In un vicolo cieco di Anne Perry, Mondadori 2013.
Siamo a Londra nel 1893. Attentato anarchico, fatte saltare le case di un quartiere a Myrdle Street, morto il capo Magnus Landsborough ucciso, però, non dall’esplosione ma da una mano misteriosa con un colpo di pistola alla nuca. Presi due anarchici che accusano la polizia stessa dell’omicidio e di sfruttare i negozianti.
Indaga Thomas Pitt “poliziotto da sempre. Aveva sacrificato tempo ed energie al proseguimento della giustizia o alla risoluzione di una tragedia o di un delitto, lavorando giorno e notte, lottando contro lo sfinimento emotivo.
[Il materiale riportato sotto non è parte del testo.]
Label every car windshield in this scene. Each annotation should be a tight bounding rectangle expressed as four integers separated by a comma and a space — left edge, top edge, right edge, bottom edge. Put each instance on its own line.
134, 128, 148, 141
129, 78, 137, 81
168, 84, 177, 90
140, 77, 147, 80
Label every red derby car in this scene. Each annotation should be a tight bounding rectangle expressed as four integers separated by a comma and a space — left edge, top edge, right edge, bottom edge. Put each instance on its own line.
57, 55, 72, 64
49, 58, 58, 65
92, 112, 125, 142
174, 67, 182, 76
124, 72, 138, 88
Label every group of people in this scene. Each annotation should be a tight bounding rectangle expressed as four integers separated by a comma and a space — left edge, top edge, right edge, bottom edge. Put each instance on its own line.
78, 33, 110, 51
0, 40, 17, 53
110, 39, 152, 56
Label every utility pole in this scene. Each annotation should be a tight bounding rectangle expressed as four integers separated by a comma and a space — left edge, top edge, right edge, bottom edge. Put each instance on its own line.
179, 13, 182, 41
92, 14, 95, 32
L’ombra gettata sull’onestà e sugli ideali degli uomini con cui aveva collaborato lo derubava del significato di un quarto di secolo del suo passato e della fiducia che nutriva nelle forze che tutelavano il futuro”.
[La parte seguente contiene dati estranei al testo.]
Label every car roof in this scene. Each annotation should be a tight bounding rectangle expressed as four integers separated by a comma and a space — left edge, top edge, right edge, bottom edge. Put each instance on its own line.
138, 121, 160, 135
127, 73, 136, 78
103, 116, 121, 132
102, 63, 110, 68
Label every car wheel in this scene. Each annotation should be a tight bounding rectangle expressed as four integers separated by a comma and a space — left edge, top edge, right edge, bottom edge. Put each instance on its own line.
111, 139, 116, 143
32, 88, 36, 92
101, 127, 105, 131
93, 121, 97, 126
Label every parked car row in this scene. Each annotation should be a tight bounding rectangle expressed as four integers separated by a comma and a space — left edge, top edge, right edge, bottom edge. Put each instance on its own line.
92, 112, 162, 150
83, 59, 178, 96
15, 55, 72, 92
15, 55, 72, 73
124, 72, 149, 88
Si invoca una polizia armata in grado di esercitare il diritto di perquisizione (dibattito acceso su una questione vitale per gli inglesi), sprazzi su Londra del tempo sporca di rifiuti, animali vari per le strade, anche vacche e maiali macilenti. Di mezzo la Confraternita “una rete di alleanze segrete, compromessi e lealtà tra persone che apparentemente non avevano alcun legame fra loro”. Poliziotti marci, dunque, (si sospetta addirittura il capo della polizia) ma anche onesti, tutti d’un pezzo, come il sergente Tellman, che aiuta Pitt con la massima energia e, per arrivare all’obiettivo, ci si allea pure con individui infidi e pericolosi. Importante il ruolo delle donne, vedi Charlotte, moglie di Thomas, impegnata a difenderlo in ogni modo. Un evento del passato che si insinua nel presente, momenti di tensione e di pericolo.
Racconto svolto con la solita maestria stilistica dell’autrice capace di creare personaggi che rimangono impressi nella memoria (oltre all’atmosfera del tempo). Straordinari quelli femminili.